"Del, Del! Lihat kucingnya lucu banget."
"Semua kucing di sini tuh kayak minta banget digendong."
"Del!"
"Adel."
"Adel! Asataagaa kucing-kucingnya gemesin."
"Ini sih kayaknya aku bakalan ninggal ngeliat kucing lucu sebanyak ini. Ini benar-benar surga, woahh."
"Woi Zee stop malu-maluin." Adel menggerutu kecil tatkala setiap kali Zee berteriak melihat kucing yang Adel akui lucu semua.
Saat ini mereka sedang berada di pet house untuk memenuhi ucapan Adel saat itu untuk membelikannya kucing sebagai hadiah ulang tahun.
"Del, Del! Aku mau kucing ini. Liat deh bulunya halus banget, matanya juga kayak kak Jinan, tajem. Fix ini, aku mau bawa yang ini pulang." Zee lagi-lagi membuat beberapa tatapan pengunjung berpusat pada mereka dengan pekikan girangnya.
Gemas, tak habis pikir gadis tinggi sepertinya akan bertingkah seperti anak-anak yang baru saja menemukan gulali kesukaannya dan merengek untuk dibelikan.
"Oke-oke, tapi tolong banget ini Zee jangan kayak bocah umur 5 tahun. Kamu ngga malu apa dari tadi banyak yang natap kamu sambil geleng-geleng?"
"Aku ngga peduli." Ucap Zee tak acuh dan masih betah untuk bermain dengan kucing yang masih berada di kandangnya itu.

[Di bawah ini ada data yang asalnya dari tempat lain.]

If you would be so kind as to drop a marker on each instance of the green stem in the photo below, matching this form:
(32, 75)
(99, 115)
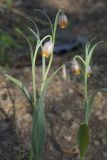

"Yaudah deh, jadi kamu mau kucing yang ini kan?" Tanya Adel memastikan.
"Ya, ini." Ujar Zee final dengan senyum lebarnya, senyuman itu juga otomatis menular pada Adel di sebelahnya.
"Baiklah, ayo."
Di sinilah mereka sekarang, di taman yang sedikit ramai dengan pengunjungnya. Adel dan Zee lebih memilih duduk di atas rerumputan hijau yang kering menikamti sore ini dengan perasaan bahagia masing-masing.
"Zee itu kucingnya bisa mati kalau kamu terus-terusan meluk erat kayak itu." Adel menggelengkan kepalanya tak habis pikir, pasalnya sedari tadi selain menciumnya tanpa henti, Zee juga sesekali melempar anak kucingnya itu ke atas lalu menangkapnya.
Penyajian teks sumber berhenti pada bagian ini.